MOST USEFUL: Altiris Client Management Suite, the newly spun-off LANDesk and bread-and-butter products like them. These are the quiet IT workhorse products that make getting new PCs ready for use a breeze. These products also make short work of recycling computer assets.
SLIPPING OFF THE RADAR: The Distributed Management Task Force, much to my chagrin. The standards body certainly is not going away, but it has fallen victim to the IT budget crunch and the fact that most desktop management systems are good enough to get by without the standards work under way at the DMTF.
YEARS BIGGEST TECH STORY: The failure of the oft-predicted tech recovery to materialize. Although Web services, the Microsoft antitrust proceedings, falling chip prices and new productivity tools all made a stir this year, the biggest technology story was the incredible shrinking job market.
WHAT TO WATCH IN 2003: NetForensics, eSecurity, Intellitactics and Tivoli, among others, provide a means to process reams of network traffic information to pinpoint how and where security problems are likely affecting network performance or compromising data integrity. In addition, watch for significant advances in VOIP.
LEVEL OF PRESCIENCE LAST YEAR: Last year, I said IT managers should beware of vendors attempting to sell products by exploiting fears caused by the attacks on Sept. 11, 2001. They did, and corporate IT still needs to stay focused on bottom-line productivity. Dont confuse government spending on security with a useful trend in corporate IT.
Jim Rapoza
ANALYST: Jim Rapoza
MOST IMPRESSIVE: When an open-source application developed by a few authors and maintained mainly by one guy beats the pants off million-dollar competitors in pretty much every way, Im impressed. The Bricolage project provides highly capable and extremely customizable Web content management capabilities, suitable for running even the biggest and most complex Web sites.

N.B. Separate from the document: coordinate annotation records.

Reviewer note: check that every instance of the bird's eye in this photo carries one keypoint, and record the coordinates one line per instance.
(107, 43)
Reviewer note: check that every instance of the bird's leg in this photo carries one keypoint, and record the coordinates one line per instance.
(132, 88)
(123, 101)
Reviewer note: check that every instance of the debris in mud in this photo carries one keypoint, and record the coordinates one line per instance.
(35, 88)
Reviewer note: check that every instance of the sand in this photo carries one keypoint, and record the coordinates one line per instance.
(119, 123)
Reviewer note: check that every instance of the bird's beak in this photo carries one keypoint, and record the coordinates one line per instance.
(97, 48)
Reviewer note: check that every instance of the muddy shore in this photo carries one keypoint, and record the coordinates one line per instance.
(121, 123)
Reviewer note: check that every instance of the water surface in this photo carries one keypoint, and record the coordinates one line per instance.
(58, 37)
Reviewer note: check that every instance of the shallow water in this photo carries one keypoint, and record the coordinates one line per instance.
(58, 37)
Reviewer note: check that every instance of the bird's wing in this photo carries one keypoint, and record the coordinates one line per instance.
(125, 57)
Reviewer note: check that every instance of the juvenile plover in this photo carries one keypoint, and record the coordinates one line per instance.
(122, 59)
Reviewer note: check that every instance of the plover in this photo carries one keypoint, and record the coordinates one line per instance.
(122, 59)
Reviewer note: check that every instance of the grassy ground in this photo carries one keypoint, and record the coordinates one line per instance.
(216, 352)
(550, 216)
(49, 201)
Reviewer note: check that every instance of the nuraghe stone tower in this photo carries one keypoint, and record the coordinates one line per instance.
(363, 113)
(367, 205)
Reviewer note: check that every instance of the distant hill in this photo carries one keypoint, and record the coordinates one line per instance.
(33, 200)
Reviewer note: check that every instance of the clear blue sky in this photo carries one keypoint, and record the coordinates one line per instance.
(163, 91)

BIGGEST DISAPPOINTMENT: For many companies, 2002 was a very bad year. Unfortunately, rather than improving their products or changing to compete more effectively, many businesses turned to enforcement of shaky patents as a way to generate income. From claims on images to online shopping to hyperlinking itself, these patent squabbles not only hurt other businesses but also could stifle innovation.
MOST USEFUL: The long-awaited official release of the open-source Mozilla Web browser brought the joy back to Web surfing. Highly customizable and with a host of features that actually serve the user rather than the company that owns the software, Mozilla has made Web surfing a much more efficient experience.
SLIPPING OFF THE RADAR: HailStorm, dead. Magic Carpet, dead. Liberty Alliance, looking a little pale. Passport, looking OK but still not playing well with others. All this combined means that a broad platform for unique ID management, which so many vendors were pushing for earlier in 2002, is further away than ever. And most businesses are OK with that.
YEARS BIGGEST TECH STORY: The biggest threat to IT in 2002 wasnt viruses, worms or terror-backed hacker groups; it was government intervention—from legislation that would criminalize basic security research to Hollywood-backed bills that would cripple all future hardware and software.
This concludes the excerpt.